The processing file is set in src/lib.rs separately for development and release runtime:
#[cfg(debug_assertions)]
pub const FILE_PATH: &str = "measurements-small.txt"; // Debug configuration
#[cfg(not(debug_assertions))]
pub const FILE_PATH: &str = "measurements.txt"; // Release configuration
My solution:
cargo run --release --bin one-brc
Measurements of file loading and processing time:
cargo run --release --example read-file-timing
Measurements of memory mapped file and processing time:
cargo run --release --example mmap2-timing
Example of counting lines in a file using std::slice::split
:
cargo run --release --example mmap2-split-count
Example of counting lines in a file using library memchr
:
cargo run --release --example mmap2-memchr-count
To run the benchmarks, we need to set the runtime for the project to nightly
in the file rust-toolchain.toml
[toolchain]
channel = "nightly"
Name | Cores/HT | OS | RAM | Disk |
---|---|---|---|---|
X86-64 | 8/16 | ArchLinux | 32GB | SSD |
Aarch64 | 10 | MacOS | 32GB | SSD |
Git Nik | Arch/Lines/Keys | Result (5 best / first) | Lang |
---|---|---|---|
JavaLot | X86-64/1B/10K | 3.572971977s / 6.4570514s | Rust |
JavaLot | Aarch64/1B/10K | 3.397408959s / 16.526118166s | Rust |
k0nserv | Aarch64/1B/10K | 19.898840292s | Rust |
tumdum | X86-64/1B/10K | 5.218078836s | Rust |
tumdum | Aarch64/1B/10K | 3.607328959s | Rust |
PurpleMyst | X86-64/1B/10K | N/A (Crash) | Rust |
PurpleMyst | Aarch64/1B/10K | 68.030236791s | Rust |
artsiomkorzun | X86-64/1B/10K | PT5.395278048S / PT16.14008725S | Java |
artsiomkorzun | Aarch64/1B/10K | PT1.838813792S / PT14.961604542S | Java |
thomaswue | X86-64/1B/10K | PT5.215452171S | Java |
thomaswue | Aarch64/1B/10K | PT2.23881425S | Java |
shipilev | X86-64/1B/10K | PT6.1909899S | Java |
shipilev | Aarch64/1B/10K | PT3.263435792S | Java |
benhoyt | X86-64/1B/10K | 10 - 8.267941176s | Go |
benhoyt | Aarch64/1B/10K | 10 - 5.421377209s | Go |
benhoyt | Aarch64/1B/10K | 9 - 4.236911041s | Go |
AlexanderYastrebov | X86-64/1B/10K | 15.740465298s | Go |
AlexanderYastrebov | Aarch64/1B/10K | 4.574705167s | Go |
All runtime measurements were made from code by adding, for each language, a
few lines to the beginning and end of the main
function.
The number of runs for each solution is at least 5.
In Rust:
let start = Instant::now();
// ...
eprintln!("elapsed: {:?}", start.elapsed());
In Java:
long start = System.nanoTime();
// ...
System.err.println(Duration.ofNanos(System.nanoTime() - start));
In Go:
start := time.Now()
// ...
elapsed := time.Since(start)
fmt.Println(elapsed)
In reality, no one will ever run the same program five times with the same data.
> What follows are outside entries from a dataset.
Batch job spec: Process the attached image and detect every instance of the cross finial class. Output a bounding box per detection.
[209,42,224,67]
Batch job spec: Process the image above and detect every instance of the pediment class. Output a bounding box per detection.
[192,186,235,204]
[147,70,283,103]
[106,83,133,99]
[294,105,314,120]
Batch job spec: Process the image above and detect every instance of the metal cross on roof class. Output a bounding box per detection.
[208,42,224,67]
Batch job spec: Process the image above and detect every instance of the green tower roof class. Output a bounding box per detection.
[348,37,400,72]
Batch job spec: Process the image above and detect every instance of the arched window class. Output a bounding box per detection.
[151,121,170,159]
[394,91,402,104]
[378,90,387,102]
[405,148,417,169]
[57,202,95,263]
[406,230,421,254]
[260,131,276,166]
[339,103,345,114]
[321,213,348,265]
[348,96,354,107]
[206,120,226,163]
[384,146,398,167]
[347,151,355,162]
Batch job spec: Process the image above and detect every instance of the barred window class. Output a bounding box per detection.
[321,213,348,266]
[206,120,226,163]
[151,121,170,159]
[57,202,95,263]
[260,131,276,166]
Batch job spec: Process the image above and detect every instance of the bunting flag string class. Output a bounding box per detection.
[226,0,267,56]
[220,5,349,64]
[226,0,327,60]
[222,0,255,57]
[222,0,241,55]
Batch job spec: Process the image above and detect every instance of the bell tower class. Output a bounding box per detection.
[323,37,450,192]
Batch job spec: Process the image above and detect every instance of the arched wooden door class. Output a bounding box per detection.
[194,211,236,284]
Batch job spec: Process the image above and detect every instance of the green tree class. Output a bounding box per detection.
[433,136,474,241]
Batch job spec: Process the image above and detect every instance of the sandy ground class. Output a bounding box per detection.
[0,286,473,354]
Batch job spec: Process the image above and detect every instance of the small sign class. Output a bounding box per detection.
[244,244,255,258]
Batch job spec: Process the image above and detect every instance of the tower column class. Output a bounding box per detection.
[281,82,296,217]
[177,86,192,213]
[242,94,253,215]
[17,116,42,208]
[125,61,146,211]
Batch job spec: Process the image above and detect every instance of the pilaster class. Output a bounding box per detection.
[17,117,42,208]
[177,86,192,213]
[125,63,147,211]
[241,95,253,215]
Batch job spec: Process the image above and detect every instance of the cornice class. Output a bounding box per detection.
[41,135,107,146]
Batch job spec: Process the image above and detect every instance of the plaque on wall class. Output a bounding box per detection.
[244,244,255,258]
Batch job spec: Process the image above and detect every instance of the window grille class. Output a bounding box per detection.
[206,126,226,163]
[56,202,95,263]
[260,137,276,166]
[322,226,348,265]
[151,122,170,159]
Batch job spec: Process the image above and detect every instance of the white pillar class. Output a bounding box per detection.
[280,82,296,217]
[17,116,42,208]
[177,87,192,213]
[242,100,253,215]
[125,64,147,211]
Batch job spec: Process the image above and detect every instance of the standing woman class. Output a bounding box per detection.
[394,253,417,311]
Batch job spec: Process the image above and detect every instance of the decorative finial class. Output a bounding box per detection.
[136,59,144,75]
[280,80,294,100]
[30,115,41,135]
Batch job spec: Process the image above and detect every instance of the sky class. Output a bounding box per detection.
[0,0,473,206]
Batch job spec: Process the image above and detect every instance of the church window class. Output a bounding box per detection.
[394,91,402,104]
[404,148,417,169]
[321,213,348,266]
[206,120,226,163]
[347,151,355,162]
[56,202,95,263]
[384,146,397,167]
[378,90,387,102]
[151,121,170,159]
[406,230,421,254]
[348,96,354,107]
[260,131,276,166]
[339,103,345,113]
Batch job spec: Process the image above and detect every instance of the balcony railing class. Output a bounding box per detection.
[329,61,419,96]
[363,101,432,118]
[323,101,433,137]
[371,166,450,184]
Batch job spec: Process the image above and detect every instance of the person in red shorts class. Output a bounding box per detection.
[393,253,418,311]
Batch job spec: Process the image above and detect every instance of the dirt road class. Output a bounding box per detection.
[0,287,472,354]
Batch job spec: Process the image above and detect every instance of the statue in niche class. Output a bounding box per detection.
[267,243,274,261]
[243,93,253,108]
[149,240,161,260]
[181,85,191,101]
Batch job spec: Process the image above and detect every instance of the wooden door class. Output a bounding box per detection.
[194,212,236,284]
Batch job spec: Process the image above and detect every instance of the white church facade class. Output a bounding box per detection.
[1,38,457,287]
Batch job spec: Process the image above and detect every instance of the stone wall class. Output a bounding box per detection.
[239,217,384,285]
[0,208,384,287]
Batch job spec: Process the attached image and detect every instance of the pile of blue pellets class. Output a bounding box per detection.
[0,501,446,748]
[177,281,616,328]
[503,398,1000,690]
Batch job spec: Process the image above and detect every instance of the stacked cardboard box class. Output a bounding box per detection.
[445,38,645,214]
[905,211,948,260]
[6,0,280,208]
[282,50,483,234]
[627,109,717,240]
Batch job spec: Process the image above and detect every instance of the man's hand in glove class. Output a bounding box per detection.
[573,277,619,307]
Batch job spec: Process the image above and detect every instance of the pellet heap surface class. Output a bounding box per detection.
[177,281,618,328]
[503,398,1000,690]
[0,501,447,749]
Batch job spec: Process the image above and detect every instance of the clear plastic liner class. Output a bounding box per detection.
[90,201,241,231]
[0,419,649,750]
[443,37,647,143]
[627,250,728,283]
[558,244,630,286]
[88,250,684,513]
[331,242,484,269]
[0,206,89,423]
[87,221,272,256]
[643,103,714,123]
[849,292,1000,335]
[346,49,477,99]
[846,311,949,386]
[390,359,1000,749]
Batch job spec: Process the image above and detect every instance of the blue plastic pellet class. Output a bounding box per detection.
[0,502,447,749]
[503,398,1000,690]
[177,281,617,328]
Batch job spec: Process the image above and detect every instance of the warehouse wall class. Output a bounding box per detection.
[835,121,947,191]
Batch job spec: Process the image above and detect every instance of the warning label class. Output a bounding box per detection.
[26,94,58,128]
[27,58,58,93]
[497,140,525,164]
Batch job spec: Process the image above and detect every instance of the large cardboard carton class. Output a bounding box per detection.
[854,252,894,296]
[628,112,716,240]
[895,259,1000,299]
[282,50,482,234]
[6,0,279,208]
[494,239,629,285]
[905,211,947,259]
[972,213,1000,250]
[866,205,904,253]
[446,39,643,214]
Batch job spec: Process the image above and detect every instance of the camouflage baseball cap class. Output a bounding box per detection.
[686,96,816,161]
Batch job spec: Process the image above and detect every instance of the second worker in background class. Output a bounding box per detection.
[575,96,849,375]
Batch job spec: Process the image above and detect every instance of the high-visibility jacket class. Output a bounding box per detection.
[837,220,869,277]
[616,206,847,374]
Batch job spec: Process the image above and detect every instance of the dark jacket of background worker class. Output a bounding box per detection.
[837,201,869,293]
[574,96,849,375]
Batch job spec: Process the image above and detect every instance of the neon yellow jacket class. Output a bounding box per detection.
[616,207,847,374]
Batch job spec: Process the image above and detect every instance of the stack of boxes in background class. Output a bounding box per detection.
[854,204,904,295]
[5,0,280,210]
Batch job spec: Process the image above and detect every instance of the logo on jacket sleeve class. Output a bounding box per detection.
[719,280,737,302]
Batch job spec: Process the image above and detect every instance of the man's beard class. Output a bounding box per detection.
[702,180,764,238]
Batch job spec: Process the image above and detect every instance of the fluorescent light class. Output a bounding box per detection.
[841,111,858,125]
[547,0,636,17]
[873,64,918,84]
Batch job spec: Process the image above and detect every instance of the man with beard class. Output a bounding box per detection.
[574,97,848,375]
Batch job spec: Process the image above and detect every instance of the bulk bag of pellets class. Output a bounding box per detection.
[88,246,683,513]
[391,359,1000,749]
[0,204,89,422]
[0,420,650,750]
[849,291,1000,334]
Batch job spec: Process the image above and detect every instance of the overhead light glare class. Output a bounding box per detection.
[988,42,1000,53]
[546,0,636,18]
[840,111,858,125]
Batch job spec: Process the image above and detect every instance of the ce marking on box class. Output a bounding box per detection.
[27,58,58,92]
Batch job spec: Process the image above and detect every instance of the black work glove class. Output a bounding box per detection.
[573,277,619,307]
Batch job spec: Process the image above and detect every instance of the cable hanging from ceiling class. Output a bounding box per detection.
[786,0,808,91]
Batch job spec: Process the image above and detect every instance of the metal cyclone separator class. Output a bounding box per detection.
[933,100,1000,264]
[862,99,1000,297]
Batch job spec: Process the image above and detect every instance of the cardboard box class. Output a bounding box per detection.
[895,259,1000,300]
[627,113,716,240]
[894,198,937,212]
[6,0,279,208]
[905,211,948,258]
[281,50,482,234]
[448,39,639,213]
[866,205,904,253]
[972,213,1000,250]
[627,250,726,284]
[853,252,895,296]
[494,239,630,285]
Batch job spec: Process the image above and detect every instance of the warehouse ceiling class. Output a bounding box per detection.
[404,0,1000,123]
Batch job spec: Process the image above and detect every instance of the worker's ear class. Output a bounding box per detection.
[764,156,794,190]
In order to estimate throughput correctly, it is better to run it for different files. For this experiment I generated a couple more a billion lines files with 3000 and 15000 keys.
Size | Keys | Result |
---|---|---|
16G | 3000 | 5.750489644s |
17G | 10000 | 6.390893488s |
17G | 15000 | 7.183049551s |
It can be seen that for each new data file, its processing time is closer to the first run. On the other hand, the best time after five times of execution will be closer to the actual running time of the processing algorithm.
I would like to improve the block processing time, but I don't have a concrete idea yet, I'll wait, maybe it will mature.
Many thanks to Gunnar Morling for sharing this challenge. Thanks to the rustacean community for the wonderful language Rust and libraries.